Sublime par endroits, intelligent toujours, La Forêt oubliée est, à parler sans détour, un film relativement / très soporifique. C’est l’oeuvre d’un cinéaste rare, Kohei Oguri, cinq films en 25 ans. Deux titres : L’Aiguillon de la mort (prix du jury à Cannes en 90), L’Homme qui dort -ce dernier est une référence absolue pour Katsuhito Ishii, réalisateur du génial The Taste of tea, qui fut l’élève de Oguri. Tous les deux d’ailleurs partagent une certaine idée du cadre comme petit lieu clos, bulle sans fenêtres où tout est question d’échelle. La Forêt oubliée, comme The Taste of tea, regorgent de jeux sur la disproportion.
Qu’est-ce que cette « Forêt oubliée » ? C’est une forêt enterrée d’abord, comme l’indique le titre original. On la découvre dans une petite de montagne, à la suite d’un glissement de terrain : une éruption volcanique l’avait laissée intacte. En cette ville, un faisceau de récits s’écoule jusqu’à ce rejoindre dans l’entrelacs des arbres de la forêt retrouvée. Récits d’enfants, qui s’inventent un monde en rêves ; récits d’adultes, ou de vieux, égrenage de souvenirs. Un cadavre exquis peu à peu se coud sur la matière vaporeuse des images, car tout le film tend à ceci : faire entrer les personnages-conteurs à l’intérieur d’une rêverie méditative sur le rapport (d’échelle) de l’homme à la nature.

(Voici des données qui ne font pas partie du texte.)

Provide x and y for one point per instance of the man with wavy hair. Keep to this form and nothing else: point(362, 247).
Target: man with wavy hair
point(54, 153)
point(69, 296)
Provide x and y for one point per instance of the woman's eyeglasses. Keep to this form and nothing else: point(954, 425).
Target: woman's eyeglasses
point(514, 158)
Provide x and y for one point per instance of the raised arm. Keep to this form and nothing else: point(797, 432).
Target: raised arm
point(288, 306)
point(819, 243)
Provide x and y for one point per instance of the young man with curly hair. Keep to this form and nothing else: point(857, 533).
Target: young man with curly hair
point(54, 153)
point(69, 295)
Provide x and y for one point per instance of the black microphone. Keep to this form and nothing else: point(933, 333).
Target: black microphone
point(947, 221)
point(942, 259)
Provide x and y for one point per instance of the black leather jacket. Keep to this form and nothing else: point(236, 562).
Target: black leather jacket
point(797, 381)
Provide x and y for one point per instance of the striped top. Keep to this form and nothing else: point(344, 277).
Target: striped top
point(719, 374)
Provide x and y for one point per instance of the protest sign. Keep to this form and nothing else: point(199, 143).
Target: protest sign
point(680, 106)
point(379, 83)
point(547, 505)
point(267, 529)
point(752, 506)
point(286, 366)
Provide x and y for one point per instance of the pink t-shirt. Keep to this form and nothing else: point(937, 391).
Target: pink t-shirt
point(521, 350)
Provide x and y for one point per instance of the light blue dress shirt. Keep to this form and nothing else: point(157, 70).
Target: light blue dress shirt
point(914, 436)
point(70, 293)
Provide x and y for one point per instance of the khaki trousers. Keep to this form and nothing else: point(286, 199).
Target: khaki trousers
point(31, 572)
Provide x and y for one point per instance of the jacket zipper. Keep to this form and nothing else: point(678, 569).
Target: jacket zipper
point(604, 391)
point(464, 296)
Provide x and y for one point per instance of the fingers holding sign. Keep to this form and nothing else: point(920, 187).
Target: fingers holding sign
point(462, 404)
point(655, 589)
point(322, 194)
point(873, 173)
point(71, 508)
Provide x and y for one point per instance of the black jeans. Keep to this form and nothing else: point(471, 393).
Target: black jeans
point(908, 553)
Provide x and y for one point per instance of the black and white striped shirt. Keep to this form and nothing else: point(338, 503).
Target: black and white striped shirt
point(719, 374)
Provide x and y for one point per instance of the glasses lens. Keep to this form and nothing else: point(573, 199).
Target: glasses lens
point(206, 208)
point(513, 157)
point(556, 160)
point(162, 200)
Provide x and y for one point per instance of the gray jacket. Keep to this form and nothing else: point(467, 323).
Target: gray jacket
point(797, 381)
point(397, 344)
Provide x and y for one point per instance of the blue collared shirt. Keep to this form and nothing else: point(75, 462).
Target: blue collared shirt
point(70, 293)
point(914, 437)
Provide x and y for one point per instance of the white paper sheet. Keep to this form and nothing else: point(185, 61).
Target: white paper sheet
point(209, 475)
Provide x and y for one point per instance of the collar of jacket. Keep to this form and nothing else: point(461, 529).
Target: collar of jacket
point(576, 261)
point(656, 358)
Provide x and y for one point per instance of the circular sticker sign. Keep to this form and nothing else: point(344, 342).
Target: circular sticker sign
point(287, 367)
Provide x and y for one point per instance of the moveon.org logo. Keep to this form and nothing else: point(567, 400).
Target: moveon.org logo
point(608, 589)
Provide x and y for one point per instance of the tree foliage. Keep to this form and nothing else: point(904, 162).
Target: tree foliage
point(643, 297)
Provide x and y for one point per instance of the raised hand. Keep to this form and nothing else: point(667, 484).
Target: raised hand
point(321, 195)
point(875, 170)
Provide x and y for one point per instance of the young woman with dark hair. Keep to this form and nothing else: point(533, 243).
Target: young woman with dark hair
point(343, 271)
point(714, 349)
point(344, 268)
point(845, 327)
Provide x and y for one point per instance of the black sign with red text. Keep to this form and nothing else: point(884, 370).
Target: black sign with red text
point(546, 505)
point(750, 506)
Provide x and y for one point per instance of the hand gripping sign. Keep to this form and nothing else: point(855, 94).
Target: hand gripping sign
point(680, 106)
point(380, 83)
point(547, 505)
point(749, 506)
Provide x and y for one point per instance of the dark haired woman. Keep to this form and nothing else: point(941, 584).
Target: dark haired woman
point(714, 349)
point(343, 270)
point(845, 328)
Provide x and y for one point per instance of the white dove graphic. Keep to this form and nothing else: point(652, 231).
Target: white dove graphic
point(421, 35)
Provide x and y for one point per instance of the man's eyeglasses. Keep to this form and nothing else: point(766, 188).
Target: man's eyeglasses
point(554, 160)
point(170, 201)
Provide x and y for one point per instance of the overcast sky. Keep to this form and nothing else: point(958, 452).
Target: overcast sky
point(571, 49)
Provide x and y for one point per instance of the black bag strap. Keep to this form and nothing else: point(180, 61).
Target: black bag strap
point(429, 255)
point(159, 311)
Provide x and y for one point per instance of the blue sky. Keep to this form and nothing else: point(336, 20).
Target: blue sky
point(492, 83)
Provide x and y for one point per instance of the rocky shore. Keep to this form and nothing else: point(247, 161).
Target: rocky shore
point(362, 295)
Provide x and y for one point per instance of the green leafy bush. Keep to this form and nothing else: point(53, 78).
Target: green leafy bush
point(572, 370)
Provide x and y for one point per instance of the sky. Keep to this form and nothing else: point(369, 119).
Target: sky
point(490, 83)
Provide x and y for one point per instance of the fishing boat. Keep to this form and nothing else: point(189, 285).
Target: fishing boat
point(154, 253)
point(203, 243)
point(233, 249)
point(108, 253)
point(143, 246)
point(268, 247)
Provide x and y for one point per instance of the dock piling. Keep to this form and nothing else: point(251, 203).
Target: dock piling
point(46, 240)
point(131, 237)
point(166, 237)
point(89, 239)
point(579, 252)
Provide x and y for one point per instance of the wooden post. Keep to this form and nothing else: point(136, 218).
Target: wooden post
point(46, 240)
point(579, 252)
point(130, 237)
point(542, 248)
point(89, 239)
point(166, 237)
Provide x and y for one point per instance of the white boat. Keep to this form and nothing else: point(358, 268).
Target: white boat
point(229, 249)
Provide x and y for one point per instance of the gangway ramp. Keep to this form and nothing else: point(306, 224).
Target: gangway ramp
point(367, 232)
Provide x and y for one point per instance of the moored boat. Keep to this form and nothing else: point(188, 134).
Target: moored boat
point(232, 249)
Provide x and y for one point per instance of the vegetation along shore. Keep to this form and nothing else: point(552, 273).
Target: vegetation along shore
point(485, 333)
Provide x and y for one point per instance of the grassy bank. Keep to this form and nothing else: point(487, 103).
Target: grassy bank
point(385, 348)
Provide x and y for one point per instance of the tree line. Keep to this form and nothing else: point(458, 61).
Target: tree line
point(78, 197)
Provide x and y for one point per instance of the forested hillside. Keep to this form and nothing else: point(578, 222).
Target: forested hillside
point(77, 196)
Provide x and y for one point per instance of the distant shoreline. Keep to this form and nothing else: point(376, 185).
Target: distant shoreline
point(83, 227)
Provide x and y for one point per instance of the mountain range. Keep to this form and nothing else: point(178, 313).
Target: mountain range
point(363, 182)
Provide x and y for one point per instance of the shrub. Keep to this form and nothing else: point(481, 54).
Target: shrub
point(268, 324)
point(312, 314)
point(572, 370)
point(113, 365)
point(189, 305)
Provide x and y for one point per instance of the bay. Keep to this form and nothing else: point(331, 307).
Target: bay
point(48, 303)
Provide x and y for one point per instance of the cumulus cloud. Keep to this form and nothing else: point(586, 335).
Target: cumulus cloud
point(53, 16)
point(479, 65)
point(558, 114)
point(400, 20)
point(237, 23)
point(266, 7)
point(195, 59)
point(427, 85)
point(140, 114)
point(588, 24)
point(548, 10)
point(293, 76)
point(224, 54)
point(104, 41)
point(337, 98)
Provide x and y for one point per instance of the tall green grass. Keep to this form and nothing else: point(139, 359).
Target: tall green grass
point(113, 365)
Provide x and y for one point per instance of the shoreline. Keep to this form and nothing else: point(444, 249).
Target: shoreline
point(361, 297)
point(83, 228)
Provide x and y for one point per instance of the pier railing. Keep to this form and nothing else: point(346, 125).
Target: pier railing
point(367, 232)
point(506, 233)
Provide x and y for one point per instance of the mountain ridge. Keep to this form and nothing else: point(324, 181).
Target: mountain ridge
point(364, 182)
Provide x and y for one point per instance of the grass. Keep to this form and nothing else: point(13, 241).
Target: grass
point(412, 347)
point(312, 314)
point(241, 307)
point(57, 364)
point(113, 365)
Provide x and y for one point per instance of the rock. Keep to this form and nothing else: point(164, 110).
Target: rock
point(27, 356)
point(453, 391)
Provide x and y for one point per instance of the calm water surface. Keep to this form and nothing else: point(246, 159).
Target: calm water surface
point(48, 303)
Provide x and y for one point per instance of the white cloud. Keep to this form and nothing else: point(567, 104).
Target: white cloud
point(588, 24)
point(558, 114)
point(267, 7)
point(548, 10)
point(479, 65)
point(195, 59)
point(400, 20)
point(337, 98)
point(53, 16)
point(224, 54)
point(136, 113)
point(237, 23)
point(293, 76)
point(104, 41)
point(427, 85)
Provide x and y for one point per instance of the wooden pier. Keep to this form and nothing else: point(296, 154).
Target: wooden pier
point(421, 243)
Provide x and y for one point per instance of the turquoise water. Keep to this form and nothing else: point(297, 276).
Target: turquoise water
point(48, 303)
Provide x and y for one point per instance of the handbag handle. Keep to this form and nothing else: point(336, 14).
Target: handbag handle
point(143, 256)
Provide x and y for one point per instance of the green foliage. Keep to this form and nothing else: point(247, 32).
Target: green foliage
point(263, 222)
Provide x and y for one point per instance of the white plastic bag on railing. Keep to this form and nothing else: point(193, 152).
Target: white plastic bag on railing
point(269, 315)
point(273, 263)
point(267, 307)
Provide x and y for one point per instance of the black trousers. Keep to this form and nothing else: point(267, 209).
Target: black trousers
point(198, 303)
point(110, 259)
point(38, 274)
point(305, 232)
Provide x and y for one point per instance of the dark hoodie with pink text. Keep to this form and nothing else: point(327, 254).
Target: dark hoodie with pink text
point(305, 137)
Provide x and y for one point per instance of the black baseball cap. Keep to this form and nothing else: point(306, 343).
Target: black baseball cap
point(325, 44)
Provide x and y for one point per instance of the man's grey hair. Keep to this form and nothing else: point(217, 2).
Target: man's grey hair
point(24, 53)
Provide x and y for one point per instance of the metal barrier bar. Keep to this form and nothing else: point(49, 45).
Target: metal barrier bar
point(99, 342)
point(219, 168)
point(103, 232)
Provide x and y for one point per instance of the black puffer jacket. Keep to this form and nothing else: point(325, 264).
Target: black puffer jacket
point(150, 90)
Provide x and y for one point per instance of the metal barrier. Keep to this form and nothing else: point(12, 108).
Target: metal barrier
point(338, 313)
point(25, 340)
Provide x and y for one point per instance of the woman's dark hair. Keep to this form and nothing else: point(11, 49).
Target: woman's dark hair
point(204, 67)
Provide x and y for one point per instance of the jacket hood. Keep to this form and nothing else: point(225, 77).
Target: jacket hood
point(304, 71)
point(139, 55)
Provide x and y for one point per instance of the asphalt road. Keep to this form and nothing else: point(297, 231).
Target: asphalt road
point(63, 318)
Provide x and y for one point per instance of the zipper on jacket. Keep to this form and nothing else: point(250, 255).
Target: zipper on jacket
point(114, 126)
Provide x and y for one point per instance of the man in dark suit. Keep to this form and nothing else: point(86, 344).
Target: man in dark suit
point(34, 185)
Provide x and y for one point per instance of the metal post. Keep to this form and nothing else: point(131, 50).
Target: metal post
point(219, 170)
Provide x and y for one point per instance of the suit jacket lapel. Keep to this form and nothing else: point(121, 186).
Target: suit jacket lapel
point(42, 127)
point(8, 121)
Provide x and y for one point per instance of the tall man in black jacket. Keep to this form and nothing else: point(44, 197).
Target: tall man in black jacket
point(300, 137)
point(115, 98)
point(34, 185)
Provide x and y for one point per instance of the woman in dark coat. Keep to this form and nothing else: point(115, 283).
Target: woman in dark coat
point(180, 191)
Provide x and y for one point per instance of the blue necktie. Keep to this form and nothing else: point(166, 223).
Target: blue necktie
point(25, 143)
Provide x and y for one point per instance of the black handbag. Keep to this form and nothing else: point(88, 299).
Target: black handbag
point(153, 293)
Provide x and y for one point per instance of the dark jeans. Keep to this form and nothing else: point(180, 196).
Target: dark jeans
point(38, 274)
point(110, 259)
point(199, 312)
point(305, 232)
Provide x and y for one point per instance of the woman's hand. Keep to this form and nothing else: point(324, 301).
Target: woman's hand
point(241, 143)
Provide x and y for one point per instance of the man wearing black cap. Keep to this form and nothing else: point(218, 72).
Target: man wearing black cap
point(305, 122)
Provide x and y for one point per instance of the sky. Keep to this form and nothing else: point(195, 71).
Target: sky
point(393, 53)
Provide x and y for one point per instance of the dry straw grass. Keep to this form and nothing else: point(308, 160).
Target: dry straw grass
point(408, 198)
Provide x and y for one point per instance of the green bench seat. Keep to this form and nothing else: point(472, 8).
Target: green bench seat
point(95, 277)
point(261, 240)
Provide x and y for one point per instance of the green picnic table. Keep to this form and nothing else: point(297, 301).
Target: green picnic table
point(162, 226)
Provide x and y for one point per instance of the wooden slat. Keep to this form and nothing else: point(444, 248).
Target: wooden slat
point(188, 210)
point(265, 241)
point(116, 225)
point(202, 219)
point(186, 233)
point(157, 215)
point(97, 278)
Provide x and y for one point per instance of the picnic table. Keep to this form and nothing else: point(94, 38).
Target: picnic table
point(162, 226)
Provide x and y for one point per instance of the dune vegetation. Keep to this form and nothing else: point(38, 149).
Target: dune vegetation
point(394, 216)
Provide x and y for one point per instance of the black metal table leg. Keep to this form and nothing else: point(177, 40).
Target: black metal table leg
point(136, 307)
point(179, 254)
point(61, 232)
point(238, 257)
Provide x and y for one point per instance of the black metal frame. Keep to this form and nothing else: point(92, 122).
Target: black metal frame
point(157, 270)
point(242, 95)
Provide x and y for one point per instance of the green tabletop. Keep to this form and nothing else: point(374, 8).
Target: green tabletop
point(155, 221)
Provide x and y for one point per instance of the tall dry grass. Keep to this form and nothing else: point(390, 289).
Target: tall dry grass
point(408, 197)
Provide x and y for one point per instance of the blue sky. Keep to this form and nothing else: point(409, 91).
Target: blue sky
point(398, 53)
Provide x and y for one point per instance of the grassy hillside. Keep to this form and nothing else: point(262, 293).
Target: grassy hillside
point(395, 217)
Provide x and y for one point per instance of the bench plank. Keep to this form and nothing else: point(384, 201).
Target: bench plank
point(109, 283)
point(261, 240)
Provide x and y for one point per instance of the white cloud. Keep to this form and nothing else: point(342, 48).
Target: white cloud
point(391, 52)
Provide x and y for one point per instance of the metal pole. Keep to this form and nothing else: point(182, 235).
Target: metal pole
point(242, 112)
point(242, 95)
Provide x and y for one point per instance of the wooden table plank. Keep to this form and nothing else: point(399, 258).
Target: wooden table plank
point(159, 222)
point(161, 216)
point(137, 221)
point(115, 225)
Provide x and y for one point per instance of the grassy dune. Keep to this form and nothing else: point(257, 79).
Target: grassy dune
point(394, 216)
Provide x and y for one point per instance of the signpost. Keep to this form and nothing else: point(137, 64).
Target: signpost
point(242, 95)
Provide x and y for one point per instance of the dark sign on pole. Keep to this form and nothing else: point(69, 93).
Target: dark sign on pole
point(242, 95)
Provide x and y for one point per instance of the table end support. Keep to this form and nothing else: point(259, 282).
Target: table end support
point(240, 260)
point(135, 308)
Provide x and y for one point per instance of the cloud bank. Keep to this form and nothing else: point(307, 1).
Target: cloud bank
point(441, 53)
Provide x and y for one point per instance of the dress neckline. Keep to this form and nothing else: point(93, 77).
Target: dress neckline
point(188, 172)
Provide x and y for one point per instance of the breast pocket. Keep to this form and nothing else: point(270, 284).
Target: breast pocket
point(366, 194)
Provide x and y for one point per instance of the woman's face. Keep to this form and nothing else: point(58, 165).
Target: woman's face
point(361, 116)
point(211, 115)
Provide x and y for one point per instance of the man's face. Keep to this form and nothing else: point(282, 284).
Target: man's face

Le film trouve très vite son lieu : il est dans le titre. Une forêt se songes où il vient s’échouer, usé par le point de croix narratif et la planante-attitude de la mise en scène. Là, tout est prodige : une procession fait s’envoler petites montgolfières de toutes formes, revenir à la vie une baleine des temps enfuis. Oguri est très fort ici, comme scénographe et pas seulement : derrière chaque image il y a une pensée en retrait, en retrait comme si elle ne voulait pas abîmer la belle disharmonie, le calme tissu des images qu’elle habite. Un peu pompeux, un peu solennel, le film s’égare toutefois et perd souvent en route son spectateur. Il sait aussi, d’un seul coup, lui offrir un instant de sidérante beauté. Ce plan par exemple, vers la fin du film, un plan digne de Godard, un gros plan sur le visage triste d’une jeune fille sur un fond quasi monochrome, tête qui se penche doucement, une poignée de secondes, sublime.